4 In this case the plaintiff alleged that the second defendant had done certain things and that the first defendant was vicariously liable. Proof of the matters which the plaintiff was required to establish involved the consideration of significant amounts of medical records, and indeed there was a great deal of subpoenaed material in court that was largely of a technical nature, and counsel for both parties went into that material in great detail. However, where I consider that the services of senior counsel were of great assistance to the plaintiff was in the cross-examination of the second defendant. Although the facts of the case were not unduly complicated, and the legal issues were not unduly complicated, the decision of the case revolved around issues of credit. The second defendant is an established and highly competent medical practitioner, and a lot turned on his evidence. In my view, it was not unreasonable for the plaintiff to obtain the services of senior counsel for the purposes of cross-examining the second defendant. In the circumstances, I propose to allow the costs of senior counsel to the plaintiff in respect of the second defendant.

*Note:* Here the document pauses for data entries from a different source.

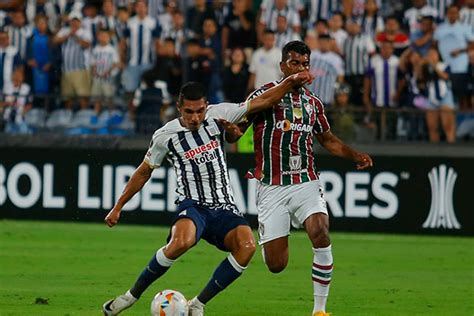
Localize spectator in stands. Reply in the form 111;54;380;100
132;70;171;134
459;0;474;26
357;0;384;38
27;15;52;107
161;11;187;56
307;0;340;28
257;0;301;41
309;34;344;106
1;68;32;134
247;30;281;91
328;12;347;55
158;0;178;33
403;0;439;36
120;0;161;93
364;41;400;139
375;16;410;56
222;0;257;61
25;0;59;33
434;5;474;110
115;7;130;41
186;0;216;37
0;29;21;94
185;39;212;92
331;83;356;143
200;19;223;104
223;47;250;103
53;13;92;109
91;29;120;113
82;3;101;47
6;10;32;63
428;0;459;22
98;0;119;49
421;48;456;143
275;15;301;49
155;38;182;97
410;16;435;56
467;46;474;110
342;19;375;106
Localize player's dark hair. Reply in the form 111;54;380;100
178;81;206;106
281;41;311;61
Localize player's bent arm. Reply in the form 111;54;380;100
114;161;153;210
247;72;312;115
316;130;373;169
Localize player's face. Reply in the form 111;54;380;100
178;98;207;131
280;51;309;78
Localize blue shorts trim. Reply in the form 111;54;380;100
168;200;249;251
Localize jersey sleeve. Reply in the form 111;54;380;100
207;101;250;123
313;98;330;134
143;130;169;169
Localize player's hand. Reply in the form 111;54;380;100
291;71;314;87
105;208;120;227
354;153;374;170
219;119;242;137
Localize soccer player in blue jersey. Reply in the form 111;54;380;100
103;72;312;316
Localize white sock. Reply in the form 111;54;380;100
156;247;175;267
313;245;333;313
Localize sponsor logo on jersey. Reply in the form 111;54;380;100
423;165;461;229
184;140;219;159
275;120;313;133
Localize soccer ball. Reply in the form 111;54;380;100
150;290;188;316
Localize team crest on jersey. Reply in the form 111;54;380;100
304;102;313;116
290;156;301;170
293;107;303;120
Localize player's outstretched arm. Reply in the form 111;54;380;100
316;131;373;170
105;162;153;227
247;71;313;115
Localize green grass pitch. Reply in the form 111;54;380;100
0;220;474;316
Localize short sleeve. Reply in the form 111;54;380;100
143;129;169;169
207;101;250;123
314;99;330;134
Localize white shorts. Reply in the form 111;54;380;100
257;180;328;245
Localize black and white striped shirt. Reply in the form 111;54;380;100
260;6;301;31
0;46;20;94
6;25;33;60
428;0;453;21
459;7;474;29
308;0;342;28
91;44;120;82
309;51;344;104
124;16;161;66
342;34;375;76
144;103;247;204
57;27;92;72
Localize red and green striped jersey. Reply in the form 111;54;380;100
249;82;329;185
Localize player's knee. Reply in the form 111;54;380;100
169;236;195;255
309;227;331;248
265;257;288;273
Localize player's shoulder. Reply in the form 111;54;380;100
247;79;281;100
302;87;324;106
152;119;184;143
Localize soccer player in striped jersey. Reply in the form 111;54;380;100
241;41;372;316
103;72;312;316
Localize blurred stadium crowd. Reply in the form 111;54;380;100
0;0;474;143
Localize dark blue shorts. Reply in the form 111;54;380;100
168;200;249;251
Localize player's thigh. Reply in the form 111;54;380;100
289;180;328;228
257;183;290;245
224;225;255;253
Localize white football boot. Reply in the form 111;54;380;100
102;291;138;316
188;297;204;316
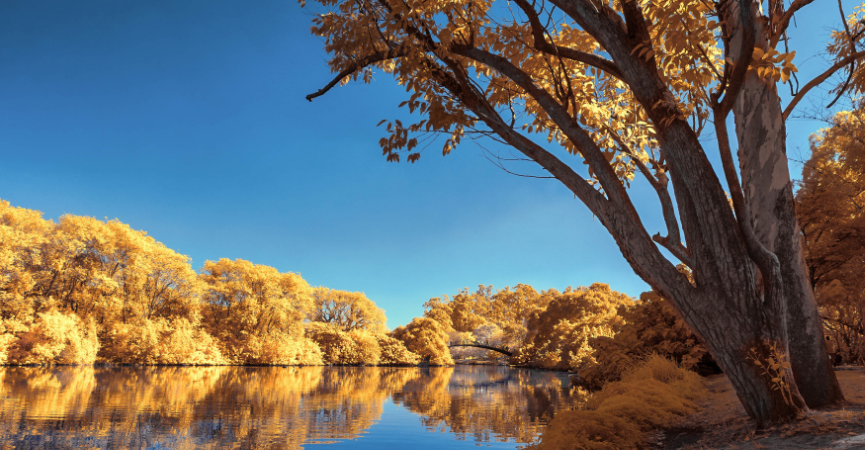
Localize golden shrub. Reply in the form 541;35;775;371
512;283;632;370
99;319;229;365
375;334;420;366
532;354;706;450
579;292;714;388
6;310;99;364
306;322;366;365
391;317;454;366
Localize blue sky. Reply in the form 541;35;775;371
0;0;853;327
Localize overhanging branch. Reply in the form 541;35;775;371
784;51;865;120
306;46;408;102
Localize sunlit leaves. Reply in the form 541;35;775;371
300;0;732;188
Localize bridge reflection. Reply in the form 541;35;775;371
448;341;513;356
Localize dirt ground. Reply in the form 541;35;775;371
653;367;865;450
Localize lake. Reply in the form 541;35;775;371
0;365;581;450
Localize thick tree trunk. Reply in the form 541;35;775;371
734;72;843;408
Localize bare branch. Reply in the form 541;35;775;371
306;46;408;102
606;127;695;269
514;0;622;79
784;51;865;120
769;0;814;48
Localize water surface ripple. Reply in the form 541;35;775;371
0;366;580;450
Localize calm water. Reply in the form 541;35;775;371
0;366;579;450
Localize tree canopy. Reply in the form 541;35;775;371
307;0;865;424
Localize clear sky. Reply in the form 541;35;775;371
0;0;853;327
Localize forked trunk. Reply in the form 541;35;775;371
734;72;844;408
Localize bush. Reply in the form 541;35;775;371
530;354;706;450
579;292;717;389
512;283;632;370
375;334;420;366
99;319;230;365
306;322;370;365
3;310;99;365
391;317;454;366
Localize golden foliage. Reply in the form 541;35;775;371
796;107;865;364
579;291;712;388
532;355;706;450
310;287;386;333
0;200;394;365
514;283;632;370
391;317;454;366
6;310;99;364
375;334;420;366
100;318;229;365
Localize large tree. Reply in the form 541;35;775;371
307;0;865;424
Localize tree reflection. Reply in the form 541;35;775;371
0;366;578;449
393;366;584;443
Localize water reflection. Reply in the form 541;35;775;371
0;366;580;449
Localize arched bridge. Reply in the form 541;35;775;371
448;341;513;356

5 The first defendant seeks an order, not only for costs, but for costs on an indemnity basis. Until 15 September last year, the first defendant was represented by a separate firm of solicitors, and those solicitors prepared a defence. The issue of the liability of the first defendant was an issue of vicarious liability, because there were certainly allegations in the pleadings that the first defendant had itself, or by its servants or agents, been guilty of some negligence, but no evidence of an independent character was called, and the plaintiff appeared to rely on a relationship between the second defendant and the first defendant.

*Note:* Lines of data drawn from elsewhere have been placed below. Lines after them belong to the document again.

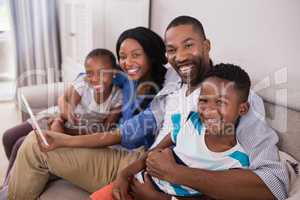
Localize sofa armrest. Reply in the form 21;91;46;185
17;82;68;121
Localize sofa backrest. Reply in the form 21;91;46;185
265;101;300;160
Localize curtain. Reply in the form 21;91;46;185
10;0;61;88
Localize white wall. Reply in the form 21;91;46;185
151;0;300;110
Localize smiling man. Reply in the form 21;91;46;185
5;16;288;200
132;16;289;200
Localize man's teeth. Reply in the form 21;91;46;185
206;119;219;123
127;68;139;74
179;65;192;73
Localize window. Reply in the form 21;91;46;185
0;0;9;32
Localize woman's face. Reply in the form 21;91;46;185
118;38;151;80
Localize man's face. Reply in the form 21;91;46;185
165;25;210;84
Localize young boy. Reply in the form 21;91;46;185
91;64;251;200
50;49;122;134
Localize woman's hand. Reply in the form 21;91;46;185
130;173;171;200
146;148;178;182
112;174;132;200
36;131;72;152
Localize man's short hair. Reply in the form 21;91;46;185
166;16;206;39
203;63;251;102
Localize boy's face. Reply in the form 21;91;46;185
198;77;249;135
165;25;210;84
85;56;114;88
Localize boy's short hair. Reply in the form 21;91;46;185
84;49;118;68
166;15;206;40
203;63;251;102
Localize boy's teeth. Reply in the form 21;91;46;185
180;65;192;73
127;68;139;73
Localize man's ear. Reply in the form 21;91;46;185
239;101;250;116
203;39;210;53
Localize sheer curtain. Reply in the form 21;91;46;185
10;0;61;88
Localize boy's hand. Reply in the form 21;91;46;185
112;175;132;200
146;148;177;182
130;173;165;200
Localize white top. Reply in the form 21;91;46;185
152;112;249;197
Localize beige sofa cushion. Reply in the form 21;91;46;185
265;102;300;161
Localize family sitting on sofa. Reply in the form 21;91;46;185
3;16;289;200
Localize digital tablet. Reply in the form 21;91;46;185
21;94;49;146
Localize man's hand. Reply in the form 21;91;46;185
146;148;177;182
112;174;132;200
130;173;171;200
36;131;72;152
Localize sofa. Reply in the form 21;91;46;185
18;80;300;200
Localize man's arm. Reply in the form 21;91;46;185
147;148;274;200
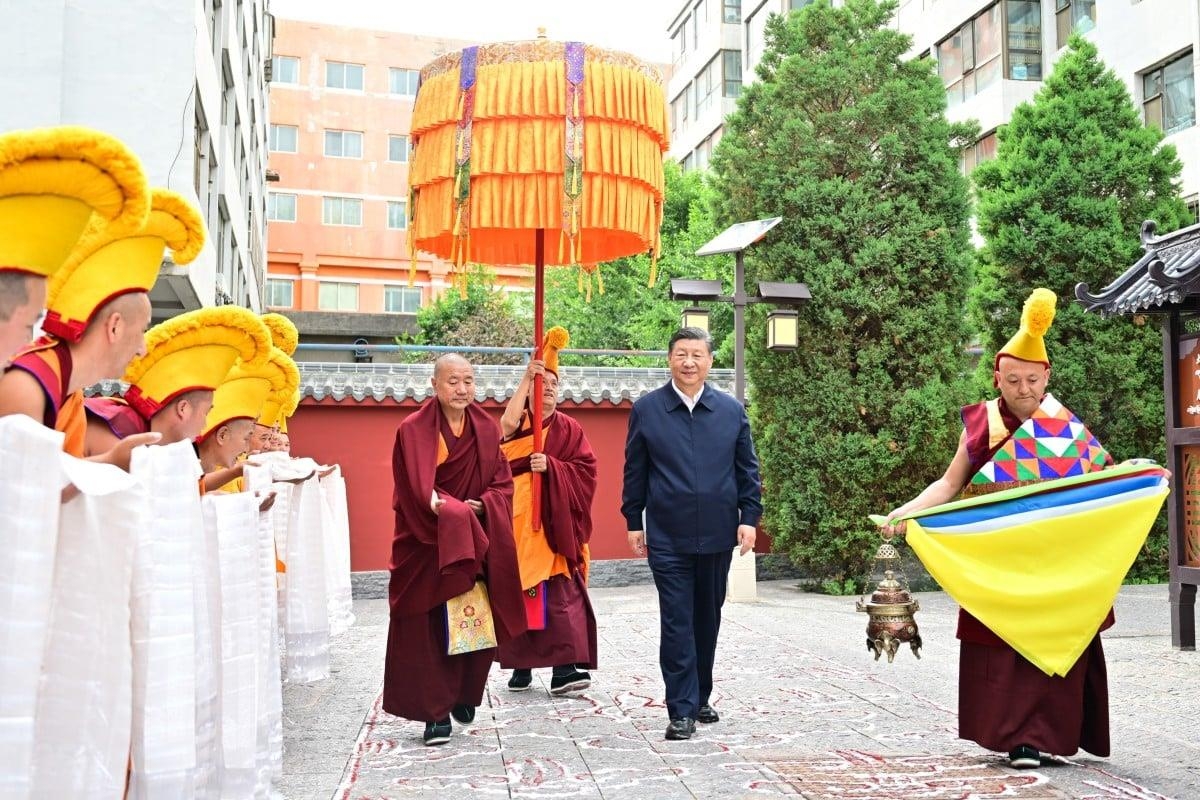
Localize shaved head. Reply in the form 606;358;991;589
433;353;475;380
0;270;46;367
0;270;34;323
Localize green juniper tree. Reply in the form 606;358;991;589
713;0;974;589
970;36;1187;581
546;161;733;366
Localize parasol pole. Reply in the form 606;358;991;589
529;228;546;530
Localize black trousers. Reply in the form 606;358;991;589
648;546;733;720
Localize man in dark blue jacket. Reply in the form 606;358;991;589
620;327;762;739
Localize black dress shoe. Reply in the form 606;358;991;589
550;670;592;694
667;717;696;741
422;717;452;747
1008;745;1042;770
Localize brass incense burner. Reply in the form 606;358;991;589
856;540;920;663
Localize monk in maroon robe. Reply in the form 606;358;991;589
499;357;596;694
383;355;526;745
884;292;1114;768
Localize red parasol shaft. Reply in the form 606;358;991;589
529;228;546;530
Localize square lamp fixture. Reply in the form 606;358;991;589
680;306;708;333
767;308;800;353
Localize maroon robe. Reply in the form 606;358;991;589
958;399;1114;756
383;399;526;722
499;411;598;669
83;397;150;439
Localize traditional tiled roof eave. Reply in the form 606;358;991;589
1075;219;1200;317
298;362;733;405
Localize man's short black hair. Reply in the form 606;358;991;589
667;327;713;355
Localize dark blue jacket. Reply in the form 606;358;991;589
620;381;762;553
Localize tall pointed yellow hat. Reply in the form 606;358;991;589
42;188;204;342
541;325;571;375
995;288;1058;367
263;312;300;355
258;348;300;428
0;126;150;276
199;347;300;439
124;306;271;420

6 I note that no Bullock order is sought. I think, in the circumstances, it was perfectly reasonable for the plaintiff to join the first defendant in the proceedings at the outset, but having done so, it was incumbent on the plaintiff, in view of the authorities which I have cited in my judgment, to adduce some evidence of the relationship. It did not do so, and as a result of that, its case failed, and there was a verdict for the first defendant. The circumstances are not, in my view, circumstances that justify the award of indemnity costs and indeed, it seems to me, that the costs of the first defendant, from the time that it chose to be represented by the same solicitors as represented the second defendants, were not in any way increased or changed. In fact, after the same solicitor came to represent both defendants, it seems to me that the case presented for both defendants was identical, and it could be said that the first defendant did not incur any additional costs after that date.
Orders
7 My orders will be that:
1. The second defendant pay the plaintiff’s costs on a party-and-party basis up to and including 20 June 2008, and thereafter pay the costs on an indemnity basis, including the costs of senior counsel.
2. The plaintiff pay the costs of the first defendant up to and including 15 September 2008. After that date there will be no order for costs as concerns the plaintiff and the first defendant.